Outre les couleurs des poissons et des coraux, les saris des femmes indiennes et les baju-melayus des dames malaisiennes. Le mélange forme un écosystème improbable que nous nous amusons à étudier pendant que les familles se photographient et se filment avec leurs spécimens préférés.
De retour à la surface, il y a d'autres mondes à démêler : le parc aux papillons, le jardin des insectes et le Pays des Volcans, décoré de motifs et de thèmes mayas.
De temps à autre, certains de ces domaines thématiques s'usent ou subissent des revers et sont remplacés par d'autres. C'est ce qui est arrivé à Fantasy Island qui, deux accidents mortels plus tard, a fermé ses portes.
Nous jetons également un coup d'œil à la Tiger Sky Tower, qui nous émerveille avec un panorama à 360º sur Singapour, la Malaisie et l'extrémité nord brisée de l'archipel de Sumatra, cette dernière étant l'escale asiatique d'où nous sommes arrivés il y a quelques jours.

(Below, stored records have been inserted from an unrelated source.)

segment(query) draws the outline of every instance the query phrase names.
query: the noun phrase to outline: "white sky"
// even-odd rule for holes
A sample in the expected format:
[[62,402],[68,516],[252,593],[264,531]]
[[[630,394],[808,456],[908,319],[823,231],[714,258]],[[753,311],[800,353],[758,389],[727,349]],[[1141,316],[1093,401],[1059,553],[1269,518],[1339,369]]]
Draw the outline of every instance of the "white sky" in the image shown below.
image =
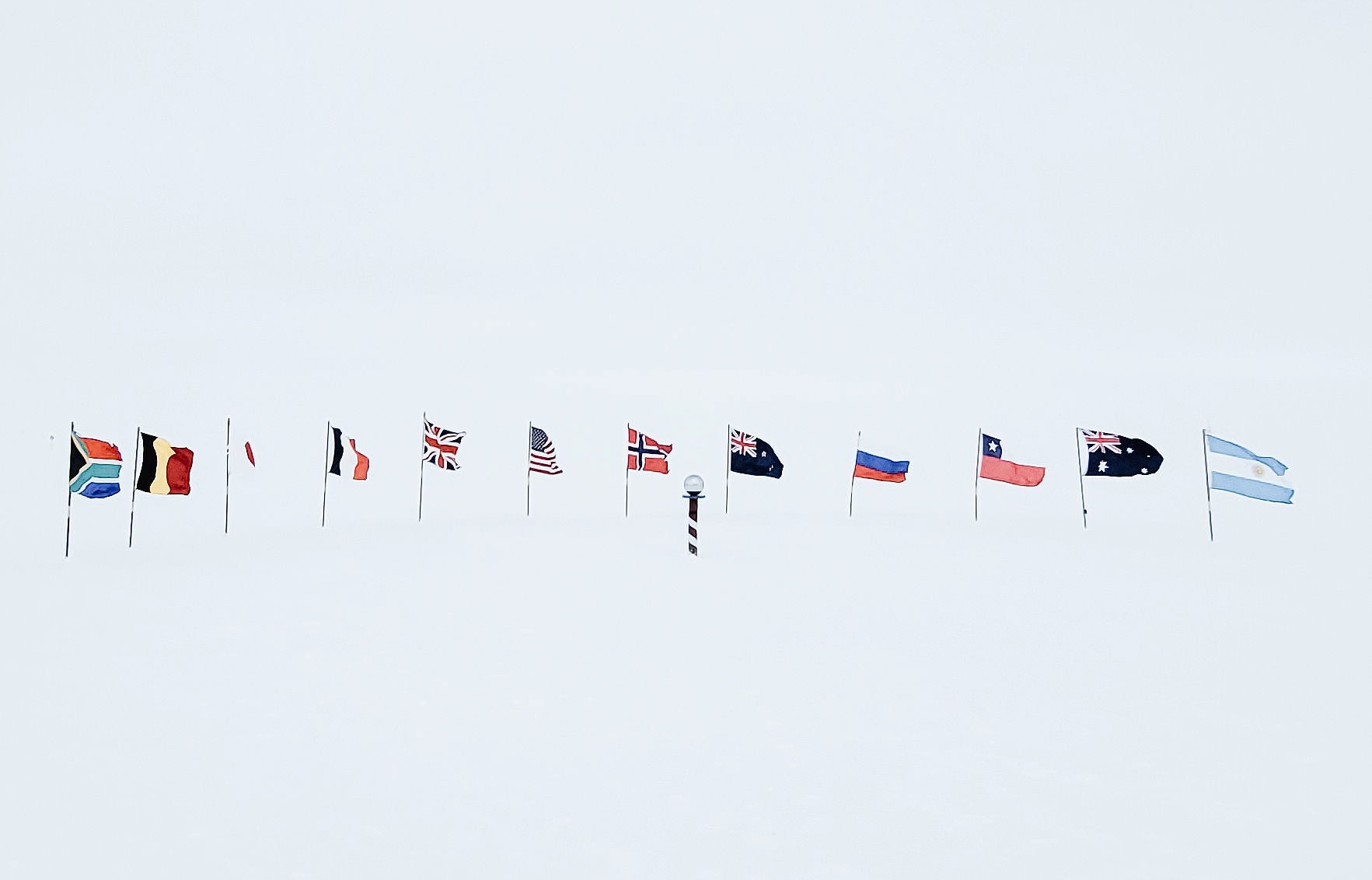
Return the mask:
[[[988,529],[1157,546],[1188,568],[1213,559],[1191,556],[1211,552],[1209,426],[1297,486],[1292,508],[1217,500],[1221,552],[1281,546],[1292,589],[1353,590],[1368,476],[1349,450],[1372,430],[1369,29],[1356,3],[8,10],[5,564],[37,589],[128,553],[128,496],[78,498],[78,559],[60,566],[71,419],[126,457],[140,426],[198,453],[192,497],[140,500],[122,590],[173,578],[158,568],[173,546],[233,559],[217,534],[232,415],[261,461],[235,494],[241,540],[317,551],[276,575],[280,551],[250,553],[252,577],[291,589],[328,559],[309,544],[328,540],[328,419],[373,464],[368,485],[331,487],[331,523],[383,571],[413,538],[428,410],[469,431],[464,470],[428,475],[439,526],[523,527],[532,419],[567,468],[536,482],[535,512],[554,533],[604,523],[583,540],[606,560],[626,420],[676,445],[672,476],[634,483],[663,529],[690,471],[726,529],[729,423],[788,465],[734,485],[740,522],[840,529],[863,430],[912,479],[859,486],[859,515],[888,518],[936,570],[992,552]],[[1157,478],[1088,485],[1095,545],[1080,544],[1078,424],[1166,456]],[[1048,480],[984,486],[989,524],[922,540],[970,518],[978,427]],[[1044,588],[1056,574],[1050,557],[1022,571]],[[836,853],[862,839],[834,833]]]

Nous reprenions encore de l'énergie de la longue aventure indonésienne que, côté fatigue, la chaleur et la forte humidité de Singapour n'avaient fait que prolonger. Ainsi, nous profitons de plusieurs expériences innovantes dans un SPA excentrique.
Podologie excentrique de Sentosa Fish SPA
Et nous avons cédé pour rejoindre un groupe d'amis échangeant des cris hystériques les pieds plongés dans un aquarium plein de poissons Griffe Rufa. Juste pour gâcher leur fête.
A l'entrée, on ne voit qu'une place dans le coin opposé du réservoir. C'est là que nous sommes assis.
Nous avons commencé à dialoguer avec les indigènes jusqu'à ce que, sans le vouloir, nous provoquions une injustice inattendue : « Oh, ça ne peut pas être comme ça !! C'est vous qui les gardez tous ??“
Ayant marché pendant des mois en sandales de marche, nos pieds ont été brûlés par le soleil. Le poisson a préféré le nôtre aux blancs immaculés des adolescents. Ils se sont déplacés à nos côtés d'un coup d'œil.
La journée se termine tôt au-dessus de l'équateur et cette ligne de démarcation de la Terre passe juste en dessous de Singapour.
Nous avons laissé le bâtiment exquis. Nous partons à la découverte d'autres coins de l'île, Fort Siloso, la plage homonyme et le Palawan qui tire son nom d'un sous-archipel au sud de la Philippines, qui sait, aussi une partie de votre sable.
Là, la finale d'un concours de boogie égaye des dizaines d'enfants qui dansent, en maillot de bain, sur une musique stridente. C'est plus de bruit et de mouvement que ce que nous sommes prêts à accepter et le sens malais de Sentosa a promis.
On s'éloigne de la concurrence. Nous avons regardé les pétroliers et les cargos contre le coucher de soleil qui a peint le vaste détroit de Singapour.